If Naomi were sitting in the cinema she would see the robber snatching the handbag from the other passenger and then attempting to grab hers before fleeing off the bus. 

Watch the whole movie through from beginning to end and freeze the last frame. 

Running the film backwards to cure anxiety and panic attacks

Now run the movie backwards from the end to the beginning only make it fast and as the film runs backwards make it go faster and faster. 

If you’ve got some circus music, play that at the same time, otherwise play it in your head. 

When you get to the beginning, go immediately to the end and run it backwards again, faster and faster. And then do it a third time. When you have finished, fire off your good anchor again.

Spinning the feelings and controlling anxiety and panic attacks

While you are watching the movie go forwards notice which way the feeling is spinning in your body. It will be either moving backwards or forwards or from one side to the other. Whichever way it is, speed it up. 

The feeling will seem worse. Now slow it down. Move it in the opposite direction. You will feel it getting a little better the more you do it in reverse. This shows you that the feeling can be controlled.
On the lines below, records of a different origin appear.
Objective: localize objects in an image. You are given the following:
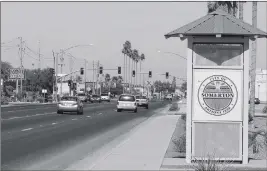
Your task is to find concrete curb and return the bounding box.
[160,158,266,171]
[64,106,171,170]
[88,106,172,170]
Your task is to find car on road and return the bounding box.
[101,93,110,102]
[248,98,261,104]
[90,94,101,103]
[117,94,137,113]
[77,93,87,102]
[165,94,172,100]
[135,95,148,109]
[57,96,83,114]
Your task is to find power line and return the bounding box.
[1,37,18,45]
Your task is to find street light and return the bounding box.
[158,50,187,60]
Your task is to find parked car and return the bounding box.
[135,96,148,109]
[101,93,110,102]
[117,94,137,113]
[77,93,87,102]
[90,94,101,103]
[248,98,261,104]
[57,96,83,114]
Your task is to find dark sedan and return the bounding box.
[90,95,101,103]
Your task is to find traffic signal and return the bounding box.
[71,83,77,90]
[166,72,169,79]
[148,71,152,78]
[50,68,55,75]
[80,68,84,75]
[133,70,135,77]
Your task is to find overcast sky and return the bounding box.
[1,2,266,83]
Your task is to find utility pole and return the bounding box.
[52,51,56,99]
[84,59,87,93]
[19,37,23,95]
[38,41,41,69]
[59,50,64,96]
[249,1,257,121]
[55,53,58,102]
[93,61,95,94]
[96,61,100,95]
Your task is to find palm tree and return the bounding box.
[132,49,139,92]
[208,1,237,17]
[125,40,132,93]
[140,53,145,88]
[122,41,127,92]
[128,49,133,93]
[135,54,140,86]
[249,1,257,121]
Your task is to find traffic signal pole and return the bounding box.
[52,51,56,100]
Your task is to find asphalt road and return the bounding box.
[1,101,169,170]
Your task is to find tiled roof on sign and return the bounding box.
[165,10,267,38]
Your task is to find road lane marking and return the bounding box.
[3,107,54,113]
[2,112,56,120]
[21,128,33,131]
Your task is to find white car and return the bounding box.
[135,96,148,109]
[117,94,137,113]
[101,93,110,102]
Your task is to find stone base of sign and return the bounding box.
[160,158,267,171]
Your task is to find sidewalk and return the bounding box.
[88,105,180,170]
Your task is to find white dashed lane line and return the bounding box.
[6,107,53,113]
[2,112,56,120]
[21,128,33,131]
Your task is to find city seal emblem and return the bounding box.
[198,75,238,116]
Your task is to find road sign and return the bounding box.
[9,68,25,80]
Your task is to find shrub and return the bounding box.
[172,133,186,153]
[262,106,267,113]
[193,154,234,171]
[169,102,179,111]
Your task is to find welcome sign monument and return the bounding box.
[165,10,267,164]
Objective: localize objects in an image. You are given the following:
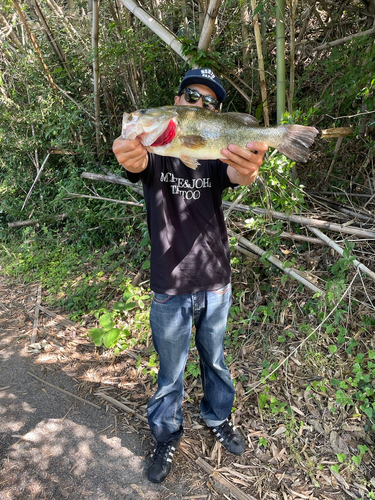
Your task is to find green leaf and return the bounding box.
[142,260,151,269]
[99,313,113,330]
[352,455,362,467]
[103,328,121,349]
[88,328,105,347]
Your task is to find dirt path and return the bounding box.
[0,274,375,500]
[0,276,212,500]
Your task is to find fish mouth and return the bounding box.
[121,113,169,147]
[150,120,177,148]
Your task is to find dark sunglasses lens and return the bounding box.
[202,95,219,109]
[184,88,201,104]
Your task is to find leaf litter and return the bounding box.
[0,201,375,500]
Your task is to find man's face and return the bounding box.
[174,83,217,111]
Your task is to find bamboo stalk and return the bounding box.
[276,0,285,124]
[308,227,375,281]
[288,0,298,113]
[251,0,270,127]
[120,0,190,62]
[228,230,325,295]
[312,27,375,52]
[13,0,57,94]
[197,0,221,52]
[31,0,73,80]
[91,0,101,156]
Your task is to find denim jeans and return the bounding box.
[148,284,234,442]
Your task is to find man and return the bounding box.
[113,68,267,483]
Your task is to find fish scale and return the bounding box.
[122,106,318,169]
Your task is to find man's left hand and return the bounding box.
[221,142,268,186]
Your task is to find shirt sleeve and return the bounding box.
[214,160,238,191]
[126,170,141,184]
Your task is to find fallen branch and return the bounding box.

Now, you are going to watch the movie again but this time imagine you are in the projection control room upstairs and as you look down into the cinema you can see yourself in the front couple of rows watching the screen. 

Play the movie through from beginning to end and as you get towards the final frames gradually draw out the colour in the film and fade it to white. 

Now play it back three, four or five times really fast with circus music if you have it (or imagine it in your head). Don’t forget to make it go faster and faster and faster.

Disrupting the neural pathways will cure anxiety panic attacks

The more you practice this exercise, the more you will disrupt the neural pathways. It is a good way of diminishing the effects of your anxiety.

Don’t forget this important fact though. As you begin to get over it – and it may take rather less time than you imagined – you will need to replace the time you spent being anxious or having panic attacks with something good. 

You will suddenly realise that you have time on your hands. Take up a new hobby, sport or interest. You have only one life. Learn how to make the most of it.